Trainable Span Linker[source]

The eds.span_linker component is a trainable span concept predictor, typically used to match spans in the text with concepts in a knowledge base. This task is known as "Entity Linking", "Named Entity Disambiguation" or "Normalization" (the latter is mostly used in the biomedical machine learning community).

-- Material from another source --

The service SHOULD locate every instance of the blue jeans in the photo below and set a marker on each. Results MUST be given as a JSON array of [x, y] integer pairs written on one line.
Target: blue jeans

Entity Linking vs Named Entity Recognition

Entity Linking is the task of linking existing entities to their concept in a knowledge base, while Named Entity Recognition is the task of detecting spans in the text that correspond to entities. The eds.span_linker component should therefore be used after the Named Entity Recognition step (e.g. using the eds.ner_crf component).

How it works

To perform this task, this components compare the embedding of a given query span (e.g. "aspirin") with the embeddings in the knowledge base, where each embedding represents a concept (e.g. "B01AC06"), and selects the most similar embedding and returns its concept id. This comparison is done using either:

the cosine similarity between the input and output embeddings (recommended)
a simple dot product

We filter out the concepts that are not relevant for a given query by using groups. For each span to link, we use its label to select a group of concepts to compare with. For example, if the span is labeled as "drug", we only compare it with concepts that are drugs. These concepts groups are inferred from the training data when running the post_init method, or can be provided manually using the pipe.update_concepts(concepts, mapping, [embeddings]) method. If a label is not found in the mapping, the span is compared with all concepts.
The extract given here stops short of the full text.